China factory growth slows in April as cost pressures rise
China’s factory gauge stayed just above growth in April, but Middle East-linked cost pressures and a slide in services pointed to broader global strain.

China’s factory sector remained in expansion in April, but only narrowly, as higher costs tied to Middle East tensions and weaker domestic momentum tested the economy’s industrial backbone. The official manufacturing purchasing managers’ index came in at 50.3, down from 50.4 in March and just above the 50 line that separates growth from contraction. A median forecast from 27 economists had pointed to 50.1, underscoring how little room there is between stability and slowdown.
The April reading extended a fragile rebound. March had marked the strongest manufacturing PMI since March 2025 after two months of contraction, and it came alongside signs that the broader economy had started 2026 on firmer footing. First-quarter gross domestic product grew 5%, matching Beijing’s growth floor, industrial profits rose at their fastest pace in six months in March, and factory-gate prices ended a 41-month deflationary streak. April showed that those gains were still vulnerable to outside shocks.

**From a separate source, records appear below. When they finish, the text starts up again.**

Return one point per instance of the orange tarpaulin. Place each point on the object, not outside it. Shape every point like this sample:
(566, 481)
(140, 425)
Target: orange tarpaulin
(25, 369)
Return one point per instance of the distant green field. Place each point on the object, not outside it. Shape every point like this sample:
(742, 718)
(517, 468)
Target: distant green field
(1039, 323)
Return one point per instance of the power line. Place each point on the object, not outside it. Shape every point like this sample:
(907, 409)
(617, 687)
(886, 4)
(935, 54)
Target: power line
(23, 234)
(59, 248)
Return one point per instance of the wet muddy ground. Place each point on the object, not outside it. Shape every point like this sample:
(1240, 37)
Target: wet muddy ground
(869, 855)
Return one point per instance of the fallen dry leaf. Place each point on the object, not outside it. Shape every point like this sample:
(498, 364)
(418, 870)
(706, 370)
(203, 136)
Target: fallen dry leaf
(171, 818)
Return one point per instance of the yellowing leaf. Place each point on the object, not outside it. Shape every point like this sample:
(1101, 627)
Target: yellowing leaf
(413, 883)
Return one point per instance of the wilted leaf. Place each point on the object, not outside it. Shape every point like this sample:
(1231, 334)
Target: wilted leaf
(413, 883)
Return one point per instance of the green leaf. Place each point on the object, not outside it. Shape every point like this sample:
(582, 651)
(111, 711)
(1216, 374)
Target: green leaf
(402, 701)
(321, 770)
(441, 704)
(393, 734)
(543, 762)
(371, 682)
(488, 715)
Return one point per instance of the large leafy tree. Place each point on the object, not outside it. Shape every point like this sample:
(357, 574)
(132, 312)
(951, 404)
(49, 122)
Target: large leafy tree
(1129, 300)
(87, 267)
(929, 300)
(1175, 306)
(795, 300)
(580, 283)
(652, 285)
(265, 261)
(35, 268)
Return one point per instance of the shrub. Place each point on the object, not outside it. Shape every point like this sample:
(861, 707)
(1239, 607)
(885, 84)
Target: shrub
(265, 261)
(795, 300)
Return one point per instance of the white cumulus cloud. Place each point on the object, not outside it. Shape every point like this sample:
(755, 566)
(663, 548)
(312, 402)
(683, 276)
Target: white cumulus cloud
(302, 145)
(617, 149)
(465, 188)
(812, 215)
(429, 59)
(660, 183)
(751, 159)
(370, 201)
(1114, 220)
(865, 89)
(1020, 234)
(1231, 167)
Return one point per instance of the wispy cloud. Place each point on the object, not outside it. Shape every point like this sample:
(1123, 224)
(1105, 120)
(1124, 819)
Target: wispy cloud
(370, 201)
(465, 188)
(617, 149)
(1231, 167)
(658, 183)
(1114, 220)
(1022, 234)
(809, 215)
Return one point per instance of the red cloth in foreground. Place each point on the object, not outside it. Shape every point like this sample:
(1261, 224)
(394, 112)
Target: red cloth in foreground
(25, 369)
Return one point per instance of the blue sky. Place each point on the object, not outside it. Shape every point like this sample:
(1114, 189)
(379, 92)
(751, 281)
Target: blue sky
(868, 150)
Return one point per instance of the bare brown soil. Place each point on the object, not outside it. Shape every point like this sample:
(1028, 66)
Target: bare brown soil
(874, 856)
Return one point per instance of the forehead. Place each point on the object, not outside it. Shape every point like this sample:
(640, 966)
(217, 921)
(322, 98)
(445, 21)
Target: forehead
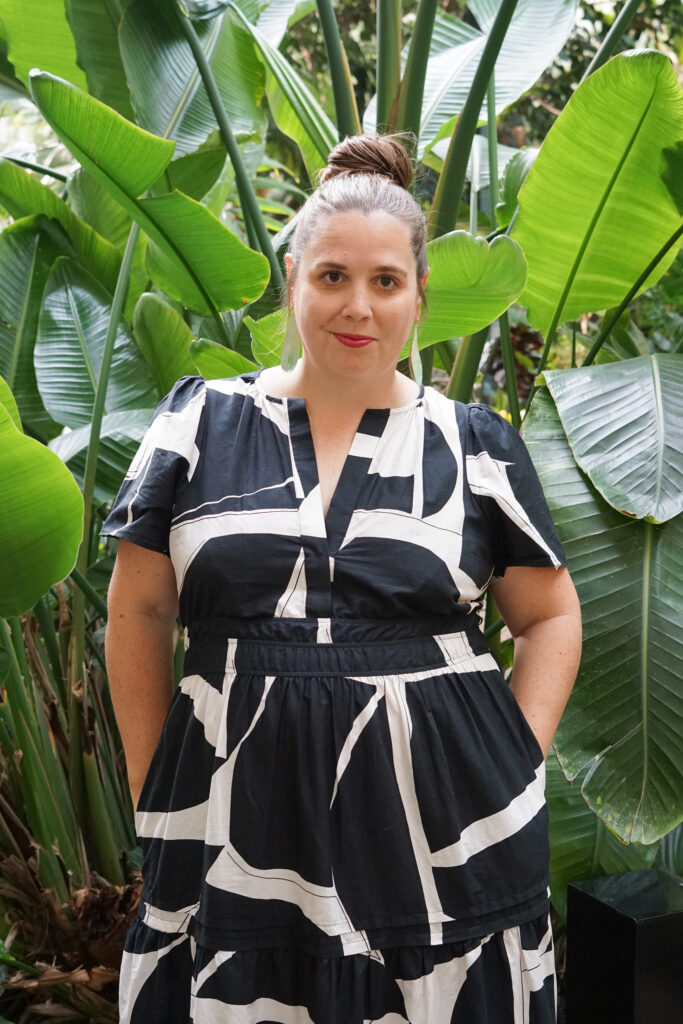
(359, 239)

The weakness was clearer beyond factories. The official non-manufacturing PMI fell to 49.4 from 50.1 in March, sliding services and construction into contraction. The composite PMI eased to 50.1 from 50.5, a sign that the economy’s overall pulse weakened even as manufacturing held on. For policymakers in Beijing, that mix is awkward: manufacturing has been a crucial buffer, but it now faces rising input costs and a less supportive domestic backdrop.

A separate private survey painted a very different picture. The RatingDog/S&P Global China General Manufacturing PMI rose to 52.2 in April from 50.8 in March, its strongest reading in more than five years. That gap matters because the private gauge is more sensitive to external demand and more heavily weighted toward private and export-oriented firms, while the official index leans toward larger, state-linked and domestically focused enterprises. Together, the two surveys suggest that some exporters were still benefiting from overseas orders even as the broader economy lost momentum.
The spillover risk is global. If Middle East conflict keeps lifting shipping, energy and materials costs, Chinese factories will face tighter margins, and those pressures can travel through supply chains into Asia, the United States and Europe. For U.S. inflation, the danger is not just higher freight and input costs; it is also a steadier squeeze on imported goods prices if congestion and energy markets worsen. April’s numbers suggest this may still be a blip driven by external shocks, but they also read like an early warning that softer global growth could be taking shape.